Do you have pictures?  That sounds cool.


----------



## MorganGrafixx (Mar 7, 2011)

kinggabby said:
			
		

> Something you should not turn on a lathe is cheese. Almost hurt my brother for trying it on my lathe... but it was kinda funny.



Just toss some CA on it....should be okay!?!?!?


----------



## MatthewZS (Mar 7, 2011)

kinggabby said:


> Something you should not turn on a lathe is cheese. Almost hurt my brother for trying it on my lathe... but it was kinda funny.



I would think a good dry parmesean at low speed would be possible


----------



## bitshird (Mar 7, 2011)

I turned a part for a prosthetic leg for a dog a while back. did it on my Steel city out of HDPE,


----------



## TellicoTurning (Mar 7, 2011)

bitshird said:


> I turned a part for a prosthetic leg for a dog a while back. did it on my Steel city out of HDPE,



I'm sorry, I tried to resist.. I really did, I'm still trying to resist...

a dog leg.....:rotfl::rotfl:   whew! finally stopped the urge.


----------



## AlanZ (Mar 7, 2011)

How about curly fries?

Check out this video: http://www.youtube.com/watch?v=0XMBbYM11I8


----------



## keithkarl2007 (Mar 7, 2011)

If you check out the Del Mano Gallery's website you'll be blown away by some of the work exhibited there.


----------



## bobjackson (Mar 7, 2011)

I had to pause on the dog leg story.


----------



## WoodWorkinthe530 (Mar 7, 2011)

bitshird said:


> I turned a part for a prosthetic leg for a dog a while back. did it on my Steel city out of HDPE,


 

Was it natural edge leg? You know, was there any bark left on it...?

Yah, I went there!

Chris


----------



## jaywood1207 (Mar 7, 2011)

bitshird said:


> I turned a part for a prosthetic leg for a dog a while back. did it on my Steel city out of HDPE,



Pictures.  We want pictures.


----------



## OOPS (Mar 7, 2011)

bensoelberg said:


> OOPS said:
> 
> 
> > My nephew Lukas just participated in his school's "Invention Convention." He made an "automatic marshmallow toaster." He used a 9 volt motor to turn the stick over the flame, and turned several pulleys in order to slow down the speed of rotation.

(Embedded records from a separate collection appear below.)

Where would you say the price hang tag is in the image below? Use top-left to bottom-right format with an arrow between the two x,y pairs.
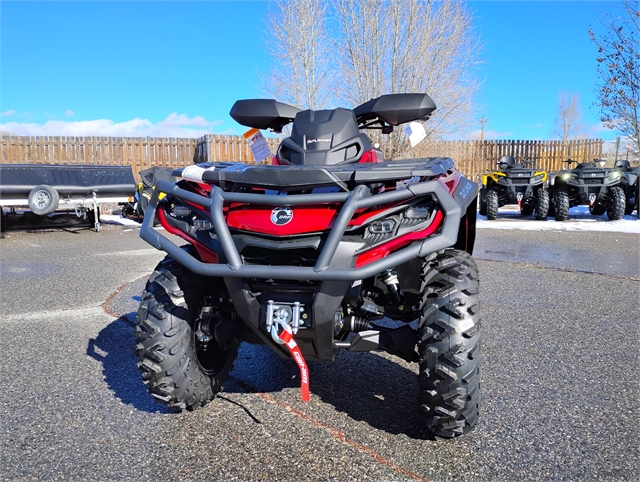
242,129 -> 271,162
404,122 -> 427,147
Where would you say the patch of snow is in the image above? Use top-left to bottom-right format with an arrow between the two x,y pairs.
476,205 -> 640,234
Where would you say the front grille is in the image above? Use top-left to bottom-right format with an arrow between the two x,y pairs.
241,246 -> 318,268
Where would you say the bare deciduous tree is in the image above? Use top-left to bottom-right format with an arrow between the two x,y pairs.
265,0 -> 480,156
589,0 -> 640,150
551,90 -> 589,141
263,0 -> 334,109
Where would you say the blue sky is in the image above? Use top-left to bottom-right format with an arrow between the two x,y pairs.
0,0 -> 620,143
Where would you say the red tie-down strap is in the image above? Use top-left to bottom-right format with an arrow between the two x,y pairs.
279,330 -> 311,402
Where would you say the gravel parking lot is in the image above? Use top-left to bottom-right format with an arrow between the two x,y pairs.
0,226 -> 640,481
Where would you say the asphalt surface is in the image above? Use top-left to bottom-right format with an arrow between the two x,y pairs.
0,223 -> 640,481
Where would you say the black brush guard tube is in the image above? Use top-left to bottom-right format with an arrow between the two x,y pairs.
140,177 -> 477,281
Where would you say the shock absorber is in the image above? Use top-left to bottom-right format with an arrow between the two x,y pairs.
382,269 -> 402,305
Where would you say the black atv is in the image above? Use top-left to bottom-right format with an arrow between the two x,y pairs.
551,159 -> 626,221
613,160 -> 640,219
135,94 -> 480,437
479,156 -> 549,220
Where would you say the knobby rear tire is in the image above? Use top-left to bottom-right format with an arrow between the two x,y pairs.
418,249 -> 481,438
535,187 -> 550,221
487,189 -> 500,220
555,191 -> 569,221
135,252 -> 238,411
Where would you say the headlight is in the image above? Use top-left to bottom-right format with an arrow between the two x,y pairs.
531,174 -> 544,184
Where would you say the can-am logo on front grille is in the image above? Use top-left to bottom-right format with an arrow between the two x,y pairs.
271,207 -> 293,226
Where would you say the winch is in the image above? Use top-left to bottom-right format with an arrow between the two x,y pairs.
267,300 -> 310,402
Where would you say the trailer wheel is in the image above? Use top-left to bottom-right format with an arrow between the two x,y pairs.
28,184 -> 60,216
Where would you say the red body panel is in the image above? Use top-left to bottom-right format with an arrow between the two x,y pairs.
227,204 -> 338,236
356,211 -> 444,268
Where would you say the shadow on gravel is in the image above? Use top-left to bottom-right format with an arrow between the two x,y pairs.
87,315 -> 172,413
224,343 -> 434,440
87,315 -> 434,440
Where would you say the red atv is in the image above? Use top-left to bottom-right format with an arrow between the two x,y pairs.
136,94 -> 480,437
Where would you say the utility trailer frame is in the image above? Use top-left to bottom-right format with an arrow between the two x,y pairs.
0,164 -> 137,232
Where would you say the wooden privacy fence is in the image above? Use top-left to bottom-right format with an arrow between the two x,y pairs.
1,134 -> 603,180
411,139 -> 604,180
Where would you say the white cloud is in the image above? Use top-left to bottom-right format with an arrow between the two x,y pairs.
0,111 -> 221,138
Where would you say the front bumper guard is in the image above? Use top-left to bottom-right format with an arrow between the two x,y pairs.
140,177 -> 477,281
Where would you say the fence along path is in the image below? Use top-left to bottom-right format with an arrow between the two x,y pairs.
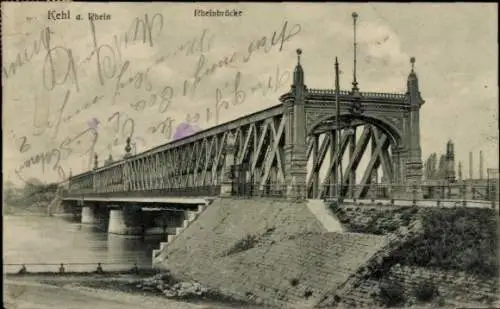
3,262 -> 152,274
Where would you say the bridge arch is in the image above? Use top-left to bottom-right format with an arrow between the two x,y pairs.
307,111 -> 405,148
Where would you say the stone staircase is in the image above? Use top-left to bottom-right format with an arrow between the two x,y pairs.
153,202 -> 209,263
307,199 -> 344,233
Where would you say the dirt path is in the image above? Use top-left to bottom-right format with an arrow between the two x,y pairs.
4,278 -> 262,309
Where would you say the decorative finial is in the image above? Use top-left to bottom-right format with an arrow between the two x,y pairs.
352,12 -> 359,93
125,137 -> 132,154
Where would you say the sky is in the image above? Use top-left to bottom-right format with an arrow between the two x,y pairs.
2,2 -> 498,183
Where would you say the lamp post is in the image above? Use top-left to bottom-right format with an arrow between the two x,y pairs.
335,57 -> 343,207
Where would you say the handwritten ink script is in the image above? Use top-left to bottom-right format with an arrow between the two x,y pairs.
2,4 -> 302,184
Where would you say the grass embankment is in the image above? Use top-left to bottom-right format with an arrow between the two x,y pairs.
331,205 -> 499,306
7,269 -> 254,305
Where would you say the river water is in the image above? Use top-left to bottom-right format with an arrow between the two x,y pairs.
3,215 -> 162,272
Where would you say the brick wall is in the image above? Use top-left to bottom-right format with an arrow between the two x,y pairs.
158,199 -> 384,306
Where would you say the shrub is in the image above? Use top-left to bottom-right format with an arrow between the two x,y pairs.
413,281 -> 439,302
379,280 -> 406,307
226,235 -> 259,255
402,208 -> 498,278
290,278 -> 299,286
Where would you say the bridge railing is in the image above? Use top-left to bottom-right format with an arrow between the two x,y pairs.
3,262 -> 156,275
309,184 -> 499,207
65,185 -> 221,198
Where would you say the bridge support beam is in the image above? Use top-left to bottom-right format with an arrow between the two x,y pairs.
108,206 -> 144,236
82,205 -> 99,224
220,133 -> 236,197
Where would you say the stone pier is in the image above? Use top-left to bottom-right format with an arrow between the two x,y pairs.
108,206 -> 144,236
82,205 -> 99,224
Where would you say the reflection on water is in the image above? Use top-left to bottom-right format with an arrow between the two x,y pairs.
3,216 -> 161,271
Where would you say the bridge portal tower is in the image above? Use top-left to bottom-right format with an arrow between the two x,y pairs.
283,49 -> 308,199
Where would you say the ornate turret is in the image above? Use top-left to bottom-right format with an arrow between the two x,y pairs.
446,140 -> 456,183
352,12 -> 359,95
284,48 -> 307,198
406,57 -> 424,105
293,48 -> 304,87
123,137 -> 132,158
406,57 -> 424,196
104,154 -> 113,165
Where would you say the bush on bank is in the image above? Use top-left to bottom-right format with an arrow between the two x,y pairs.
331,205 -> 499,278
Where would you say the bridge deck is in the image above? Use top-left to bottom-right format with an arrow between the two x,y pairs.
63,196 -> 209,205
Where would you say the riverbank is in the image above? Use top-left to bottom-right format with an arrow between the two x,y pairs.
5,270 -> 262,309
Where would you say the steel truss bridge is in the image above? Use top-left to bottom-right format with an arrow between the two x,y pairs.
66,48 -> 496,200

We thought it was pretty impressive for a 12 year old, especially because it is his own design.
> ...



Thanks for your interest.  Lukas was excited to learn that others were interested in his invention.  Here are some photos.

Incidentally, Lukas has also turned 5 pens to date.  One he kept for himself, and the others were given to his teachers.  Not a bad start for one who just turned 12.


----------



## arioux (Mar 7, 2011)

AlanZ said:


> How about curly fries?
> 
> Check out this video: http://www.youtube.com/watch?v=0XMBbYM11I8



This is insane !!!!!  I got to try this


----------



## bensoelberg (Mar 8, 2011)

OOPS said:


> bensoelberg said:
> 
> 
> > OOPS said:
> ...


 
That is awesome!! Tell your son that he did an amazing job.  There are a number of really young turners on here and just about all of them do great work.  Have him post some pictures of his pens and I'm sure you'll get a great response from the general membership here also!


----------



## MatthewZS (Mar 10, 2011)

WoodWorkinthe530 said:


> bitshird said:
> 
> 
> > I turned a part for a prosthetic leg for a dog a while back. did it on my Steel city out of HDPE,
> ...



*slaps forehead*


----------



## holmqer (Mar 10, 2011)

Keith Holt turns some really amazing stuff. I saw him demonstrate this special articulated chuck that allows him to turn human faces and animal masks.

See his work here
http://www.kholtartwork.com/gallery.html

All the work in the gallery was turned! Some pieces are turned on over 30 axis.

The special articulated chuck that lets him turn on all these axis must weigh over 100 lbs and has an upper arm nearly a foot long and fore arm over a foot long. Imagine bolting a mechanical arm to your lathe with the ability to change the arm proportions as well as twist and turn the wrist with all the freedom of motion of a human hand.


----------



## bensoelberg (Mar 10, 2011)

holmqer said:


> Keith Holt turns some really amazing stuff. I saw him demonstrate this special articulated chuck that allows him to turn human faces and animal masks.
> 
> See his work here
> http://www.kholtartwork.com/gallery.html
> ...


 
I would love to watch him turn one of those.  That is unbelievable.


----------



## crabcreekind (Mar 10, 2011)

Turning french fries is awesome, im going to try it, may have to clean my lathe. dont want any inlay or cocobolo in it.


----------